The “I Don’t Want To Read All This” Takeaways:

  • There is variability in human performance due to bio-psycho-social factors.

  • Using percentage-based work off 1-rep max (1RM) due to bio-psycho-social factors can be valuable, but may require secondary perspectives to maximize.

  • Principles of the RIR model: Intensity Regulation, Volume Management, and Individualized Approach.

  • 1-3 Reps-in-reserve is a good starting point for estimating proximity to failure and strain level.

Reps-in-Reserve (RIR) serve as a measure of perceived effort. Stemming from the concept of ratings of perceived exertion (RPE), it has gained popularity as a subjective yet objective gauge of the strain and effort necessary for muscular strength and hypertrophy. Although introduced to scientific literature by Zourdos et al. (2016), its origins trace back to the "The Reactive Training Systems Manual" from 2008, initially applied in powerlifting.

RPE and RIR emerged due to inherent variations in human performance influenced by bio-psycho-social factors such as sleep, nutrition, and life stress. Despite the benefits of resistance training and exercise, these activities also impose stress on the body. Coupled with the individualized rates of progress and recovery, this underscores the need for a system to assess exercise intensity and volume-load. While the most common approach involves percentages of 1RM (or 1-rep max), these values can significantly differ day-to-day due to these variable factors.
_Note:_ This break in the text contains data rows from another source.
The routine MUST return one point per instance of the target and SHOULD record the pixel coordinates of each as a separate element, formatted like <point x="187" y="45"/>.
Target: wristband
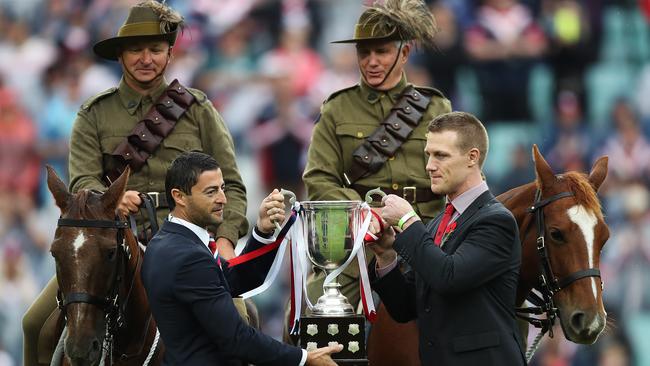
<point x="405" y="218"/>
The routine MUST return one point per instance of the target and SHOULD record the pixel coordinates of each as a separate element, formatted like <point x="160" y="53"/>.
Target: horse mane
<point x="583" y="190"/>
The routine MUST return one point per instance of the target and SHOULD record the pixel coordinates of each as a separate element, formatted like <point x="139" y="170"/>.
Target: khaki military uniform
<point x="102" y="123"/>
<point x="347" y="118"/>
<point x="105" y="120"/>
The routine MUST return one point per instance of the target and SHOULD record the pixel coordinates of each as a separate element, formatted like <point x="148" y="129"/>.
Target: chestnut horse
<point x="573" y="234"/>
<point x="101" y="294"/>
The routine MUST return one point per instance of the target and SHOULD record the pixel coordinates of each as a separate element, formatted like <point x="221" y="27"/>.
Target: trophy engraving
<point x="312" y="329"/>
<point x="353" y="346"/>
<point x="332" y="329"/>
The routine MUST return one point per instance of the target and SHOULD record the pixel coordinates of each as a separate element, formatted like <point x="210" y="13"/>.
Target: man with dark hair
<point x="465" y="262"/>
<point x="144" y="122"/>
<point x="189" y="290"/>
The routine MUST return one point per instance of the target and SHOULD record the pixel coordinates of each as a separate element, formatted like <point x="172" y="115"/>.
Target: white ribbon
<point x="358" y="242"/>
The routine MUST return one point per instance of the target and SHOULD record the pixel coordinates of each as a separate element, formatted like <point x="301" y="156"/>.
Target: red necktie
<point x="449" y="211"/>
<point x="212" y="245"/>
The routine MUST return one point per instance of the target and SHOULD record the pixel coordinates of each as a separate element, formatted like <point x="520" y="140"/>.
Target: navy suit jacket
<point x="463" y="294"/>
<point x="191" y="300"/>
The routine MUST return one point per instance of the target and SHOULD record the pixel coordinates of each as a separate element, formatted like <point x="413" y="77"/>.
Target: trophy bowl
<point x="330" y="228"/>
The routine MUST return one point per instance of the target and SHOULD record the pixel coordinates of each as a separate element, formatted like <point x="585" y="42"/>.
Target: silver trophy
<point x="330" y="229"/>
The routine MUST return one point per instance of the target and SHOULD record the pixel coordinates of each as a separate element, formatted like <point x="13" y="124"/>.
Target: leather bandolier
<point x="148" y="133"/>
<point x="384" y="142"/>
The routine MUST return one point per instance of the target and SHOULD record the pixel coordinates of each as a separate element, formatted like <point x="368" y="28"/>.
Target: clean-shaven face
<point x="144" y="62"/>
<point x="447" y="166"/>
<point x="375" y="60"/>
<point x="206" y="203"/>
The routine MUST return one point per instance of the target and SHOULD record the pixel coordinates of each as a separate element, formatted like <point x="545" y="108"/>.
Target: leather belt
<point x="410" y="193"/>
<point x="159" y="199"/>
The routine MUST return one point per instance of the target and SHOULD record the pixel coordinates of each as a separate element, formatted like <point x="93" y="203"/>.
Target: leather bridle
<point x="548" y="284"/>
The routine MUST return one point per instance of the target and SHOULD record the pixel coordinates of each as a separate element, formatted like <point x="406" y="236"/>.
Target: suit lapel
<point x="484" y="198"/>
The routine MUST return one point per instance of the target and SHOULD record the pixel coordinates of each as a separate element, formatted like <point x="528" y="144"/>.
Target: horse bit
<point x="548" y="284"/>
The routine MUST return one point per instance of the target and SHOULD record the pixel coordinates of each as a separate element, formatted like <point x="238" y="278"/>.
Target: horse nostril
<point x="578" y="320"/>
<point x="95" y="345"/>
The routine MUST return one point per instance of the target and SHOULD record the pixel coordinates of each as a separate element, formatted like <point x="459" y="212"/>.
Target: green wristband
<point x="405" y="218"/>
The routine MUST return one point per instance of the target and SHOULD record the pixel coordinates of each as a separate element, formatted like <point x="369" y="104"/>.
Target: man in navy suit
<point x="190" y="291"/>
<point x="464" y="263"/>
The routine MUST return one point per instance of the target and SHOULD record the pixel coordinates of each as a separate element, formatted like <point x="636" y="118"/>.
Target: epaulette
<point x="338" y="92"/>
<point x="199" y="95"/>
<point x="428" y="91"/>
<point x="97" y="97"/>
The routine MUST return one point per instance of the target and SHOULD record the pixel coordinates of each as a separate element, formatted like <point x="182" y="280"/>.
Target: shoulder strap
<point x="384" y="142"/>
<point x="147" y="134"/>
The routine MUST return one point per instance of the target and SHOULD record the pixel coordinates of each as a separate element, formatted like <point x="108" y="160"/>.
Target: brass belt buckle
<point x="155" y="197"/>
<point x="405" y="193"/>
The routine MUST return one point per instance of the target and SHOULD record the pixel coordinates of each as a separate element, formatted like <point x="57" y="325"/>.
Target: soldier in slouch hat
<point x="144" y="122"/>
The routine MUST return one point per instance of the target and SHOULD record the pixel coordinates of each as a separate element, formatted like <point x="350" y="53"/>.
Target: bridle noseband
<point x="548" y="284"/>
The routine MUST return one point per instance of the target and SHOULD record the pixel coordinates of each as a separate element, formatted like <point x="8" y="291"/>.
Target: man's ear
<point x="178" y="197"/>
<point x="474" y="155"/>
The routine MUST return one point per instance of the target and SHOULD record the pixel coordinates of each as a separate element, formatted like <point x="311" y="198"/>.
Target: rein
<point x="548" y="284"/>
<point x="112" y="305"/>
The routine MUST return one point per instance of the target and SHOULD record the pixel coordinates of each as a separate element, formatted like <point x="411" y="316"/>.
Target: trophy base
<point x="318" y="331"/>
Even determining a 1RM is highly variable owing to the same factors.

Frequently, lifters notice better performances leading up to a max-out compared to their actual max-out day. Which truly represents a 1RM? In a philosophical sense, both can be representative based on the parameters and factors influencing capacity on each of those days and experiences.

This variability necessitates that percentage-based work considers an athlete’s present state in the broader context of their consistent demonstrated ability over time during training. Additionally, having another reference point for perceiving effort on a given day becomes valuable for adjusting load and intensity within a workout and across training cycles to maximize gains.
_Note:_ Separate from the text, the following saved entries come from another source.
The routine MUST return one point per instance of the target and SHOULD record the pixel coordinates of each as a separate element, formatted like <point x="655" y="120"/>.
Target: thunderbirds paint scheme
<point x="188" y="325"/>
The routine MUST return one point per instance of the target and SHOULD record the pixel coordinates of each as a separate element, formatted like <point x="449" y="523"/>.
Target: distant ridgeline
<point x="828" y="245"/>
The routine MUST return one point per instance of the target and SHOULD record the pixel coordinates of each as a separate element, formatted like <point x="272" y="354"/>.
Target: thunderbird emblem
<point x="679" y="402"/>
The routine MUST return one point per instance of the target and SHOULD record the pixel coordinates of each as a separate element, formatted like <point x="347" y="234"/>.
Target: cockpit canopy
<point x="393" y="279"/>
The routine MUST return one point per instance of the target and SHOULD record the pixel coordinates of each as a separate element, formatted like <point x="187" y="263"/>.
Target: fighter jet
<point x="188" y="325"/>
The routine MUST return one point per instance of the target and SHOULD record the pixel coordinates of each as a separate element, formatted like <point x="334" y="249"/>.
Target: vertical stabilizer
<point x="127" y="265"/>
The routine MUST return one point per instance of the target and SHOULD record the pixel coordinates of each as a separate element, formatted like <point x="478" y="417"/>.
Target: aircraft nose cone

The RIR model in resistance training revolves around three fundamental principles:

1. Intensity Regulation | RIR allow you to regulate training intensity by gauging how close you are to muscular failure within a set. For instance, if you aim for three reps-in-reserve, you stop the set three repetitions before reaching failure. This method allows you to control the intensity of your workout, ensuring that you're challenging your muscles without pushing them to complete exhaustion on every set.
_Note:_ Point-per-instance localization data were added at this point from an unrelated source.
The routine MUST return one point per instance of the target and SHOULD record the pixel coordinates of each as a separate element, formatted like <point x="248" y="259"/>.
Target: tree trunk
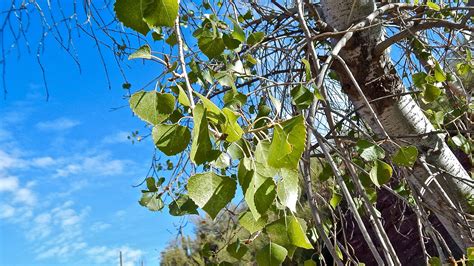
<point x="444" y="192"/>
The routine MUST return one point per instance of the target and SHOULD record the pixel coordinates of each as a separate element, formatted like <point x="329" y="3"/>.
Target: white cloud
<point x="57" y="124"/>
<point x="10" y="160"/>
<point x="98" y="165"/>
<point x="107" y="255"/>
<point x="6" y="211"/>
<point x="43" y="162"/>
<point x="99" y="226"/>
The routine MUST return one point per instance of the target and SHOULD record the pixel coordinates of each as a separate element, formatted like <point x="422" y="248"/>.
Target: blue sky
<point x="67" y="168"/>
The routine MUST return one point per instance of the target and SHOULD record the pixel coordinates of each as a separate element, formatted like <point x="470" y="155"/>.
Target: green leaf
<point x="201" y="147"/>
<point x="264" y="195"/>
<point x="461" y="142"/>
<point x="183" y="205"/>
<point x="406" y="156"/>
<point x="247" y="221"/>
<point x="369" y="151"/>
<point x="297" y="234"/>
<point x="431" y="93"/>
<point x="238" y="150"/>
<point x="183" y="97"/>
<point x="171" y="139"/>
<point x="129" y="12"/>
<point x="433" y="6"/>
<point x="288" y="231"/>
<point x="419" y="79"/>
<point x="161" y="12"/>
<point x="152" y="107"/>
<point x="151" y="201"/>
<point x="380" y="173"/>
<point x="143" y="52"/>
<point x="211" y="46"/>
<point x="151" y="184"/>
<point x="288" y="189"/>
<point x="440" y="76"/>
<point x="302" y="97"/>
<point x="233" y="98"/>
<point x="215" y="114"/>
<point x="335" y="200"/>
<point x="262" y="166"/>
<point x="271" y="255"/>
<point x="237" y="249"/>
<point x="307" y="68"/>
<point x="288" y="143"/>
<point x="238" y="33"/>
<point x="231" y="128"/>
<point x="230" y="42"/>
<point x="255" y="38"/>
<point x="211" y="192"/>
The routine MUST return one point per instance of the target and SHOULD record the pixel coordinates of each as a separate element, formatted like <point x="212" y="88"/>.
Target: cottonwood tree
<point x="358" y="111"/>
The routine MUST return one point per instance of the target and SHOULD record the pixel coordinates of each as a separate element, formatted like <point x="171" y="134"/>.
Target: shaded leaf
<point x="288" y="189"/>
<point x="272" y="254"/>
<point x="406" y="156"/>
<point x="171" y="139"/>
<point x="369" y="151"/>
<point x="201" y="147"/>
<point x="211" y="192"/>
<point x="247" y="221"/>
<point x="289" y="139"/>
<point x="380" y="173"/>
<point x="183" y="205"/>
<point x="237" y="249"/>
<point x="302" y="97"/>
<point x="231" y="128"/>
<point x="255" y="38"/>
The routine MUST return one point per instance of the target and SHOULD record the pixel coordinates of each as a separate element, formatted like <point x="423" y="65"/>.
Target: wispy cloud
<point x="59" y="124"/>
<point x="107" y="255"/>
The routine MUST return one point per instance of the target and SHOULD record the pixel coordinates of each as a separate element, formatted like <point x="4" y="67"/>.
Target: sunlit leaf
<point x="160" y="12"/>
<point x="369" y="151"/>
<point x="288" y="189"/>
<point x="143" y="52"/>
<point x="171" y="139"/>
<point x="129" y="12"/>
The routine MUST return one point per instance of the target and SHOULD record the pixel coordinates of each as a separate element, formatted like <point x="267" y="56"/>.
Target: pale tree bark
<point x="438" y="176"/>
2. Volume Management | It enables better management of training volume. By incorporating RIR, you can potentially increase the overall training volume without reaching the point of diminishing returns or excessive fatigue. This balance between volume and intensity is crucial for muscle growth and strength gains while minimizing the risk of overtraining and injuries.

3. Individualized Approach | RIR acknowledges individual variability. Different individuals respond differently to training stimuli. Some might benefit from training closer to failure, while others may see better progress with more reps-in-reserve to manage fatigue and recovery. This approach allows for customization based on factors such as fitness level, recovery capacity, and specific goals.

By incorporating reps-in-reserve into your resistance training perspective, you optimize the balance between stimulating muscle growth and ensuring adequate recovery. It's a flexible model that allows adjustments based on individual needs, serving as a valuable tool for long-term progress and preventing burnout or overtraining.

Regarding training to failure and determining the right number of reps-in-reserve, the current consensus is that while training to failure stimulates growth, it can hinder recovery over time. Muscle damage is necessary for adaptation, but too much can impede future sessions and long-term development.

1-3 reps in reserve suits most athletes, although this varies based on the person, exercise, and training experience. Research consistently, though not universally, suggests that experienced lifters are better at estimating proximity to failure, making them more adept at using this model effectively. For those newer to this model and perspective, it creates an opportunity to provide yourself with a framework for how to approach your effort on a given day. Be patient and diligent and your ability to adjust your effort will refine accordingly.

Happy lifting!

Helms ER, Cronin J, Storey A, Zourdos MC. Application of the Repetitions in Reserve-Based Rating of Perceived Exertion Scale for Resistance Training. Strength Cond J. 2016 Aug;38(4):42-49. doi: 10.1519/SSC.0000000000000218. Epub 2016 Aug 3. PMID: 27531969; PMCID: PMC4961270.

Zourdos MC, Klemp A, Dolan C, Quiles JM, Schau KA, Jo E, Helms E, Esgro B, Duncan S, Merino SG, Blanco R.Novel resistance training-specific RPE scale measuring repetitions in reserve. J Strength Cond Res 30: 267–275, 2016. 

Tuchscherer M. The Reactive Training Manual: Developing your own custom training program for powerlifting. Reactive Training Systems, 15, 2008.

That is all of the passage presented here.